Nextcloud in Error state even though it's running (after Cloudron 5.5 update)

girish

@necrevistonnezr Do you think you can stop the existing nextcloud and then maybe clone from the latest backup and check if postgres is still using a lot of CPU? If it works out, maybe you can then just move stopped nextcloud into another domain and then put the cloned one there.

necrevistonnezr

@girish said in Nextcloud in Error state even though it's running (after Cloudron 5.5 update):

@necrevistonnezr Do you think you can stop the existing nextcloud and then maybe clone from the latest backup and check if postgres is still using a lot of CPU? If it works out, maybe you can then just move stopped nextcloud into another domain and then put the cloned one there.

Clone Nextcloud into another subdomain you mean?
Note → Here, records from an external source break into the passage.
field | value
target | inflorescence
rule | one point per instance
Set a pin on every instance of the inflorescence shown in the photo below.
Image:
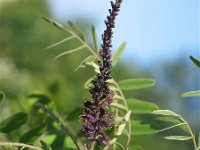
(94, 114)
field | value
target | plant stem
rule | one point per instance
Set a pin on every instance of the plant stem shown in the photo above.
(91, 145)
(191, 133)
(19, 145)
(129, 120)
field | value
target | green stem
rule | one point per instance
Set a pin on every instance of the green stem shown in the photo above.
(129, 120)
(19, 145)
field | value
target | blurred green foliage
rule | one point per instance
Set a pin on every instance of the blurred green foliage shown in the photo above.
(27, 68)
How do I do that?

EDIT: Found it.

nebulon

What was the root cause if you found it?
On a side note postgres really gets hammered with SELECTs during for example a rescan of nextcloud files.

necrevistonnezr

@nebulon said in Nextcloud in Error state even though it's running (after Cloudron 5.5 update):

What was the root cause if you found it?
On a side note postgres really gets hammered with SELECTs during for example a rescan of nextcloud files.

I meant I found the cloning process, I haven't found the cause for the CPU spikes.
I'm trying go clone a backup to a new subdomain but I don't have enough free space to clone a 300 GB Nextcloud instance...

necrevistonnezr

@girish said in Nextcloud in Error state even though it's running (after Cloudron 5.5 update):

@necrevistonnezr Do you think you can stop the existing nextcloud and then maybe clone from the latest backup and check if postgres is still using a lot of CPU? If it works out, maybe you can then just move stopped nextcloud into another domain and then put the cloned one there.
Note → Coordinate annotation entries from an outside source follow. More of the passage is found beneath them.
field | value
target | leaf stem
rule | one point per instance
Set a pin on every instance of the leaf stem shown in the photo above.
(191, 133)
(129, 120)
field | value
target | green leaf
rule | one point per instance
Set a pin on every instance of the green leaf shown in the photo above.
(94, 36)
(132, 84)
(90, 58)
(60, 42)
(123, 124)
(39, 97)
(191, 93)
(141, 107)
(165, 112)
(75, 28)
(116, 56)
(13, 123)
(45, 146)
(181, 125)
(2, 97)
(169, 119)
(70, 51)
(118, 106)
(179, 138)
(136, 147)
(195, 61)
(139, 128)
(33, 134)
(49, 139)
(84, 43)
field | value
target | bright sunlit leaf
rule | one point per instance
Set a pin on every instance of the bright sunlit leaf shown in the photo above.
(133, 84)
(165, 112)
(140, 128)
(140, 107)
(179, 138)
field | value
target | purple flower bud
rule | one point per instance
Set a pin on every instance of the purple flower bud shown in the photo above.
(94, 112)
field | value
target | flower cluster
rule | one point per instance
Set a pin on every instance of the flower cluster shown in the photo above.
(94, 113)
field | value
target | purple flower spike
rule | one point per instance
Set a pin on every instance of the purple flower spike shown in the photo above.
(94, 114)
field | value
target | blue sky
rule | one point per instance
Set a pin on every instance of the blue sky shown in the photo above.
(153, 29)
I did that now. Took 10 hours. Result is the same. 100 % CPU on Postgres on Nextcloud (app id 410c...). This is HUGELY frustrating. And I can't even login, it takes forever.

nebulon

For a start, do you have some nextcloud client running on your laptop or so? Maybe that fires requests like crazy and thus hammering postgres as a result?

necrevistonnezr

No, I switched off all clients on purpose - and after cloning to a new subdomain, there would be no connection, anyway.

nebulon

maybe some plugin causes this? Can you use the occ tool via terminal into the app to disable some?

necrevistonnezr

@nebulon said in Nextcloud in Error state even though it's running (after Cloudron 5.5 update):

maybe some plugin causes this? Can you use the occ tool via terminal into the app to disable some?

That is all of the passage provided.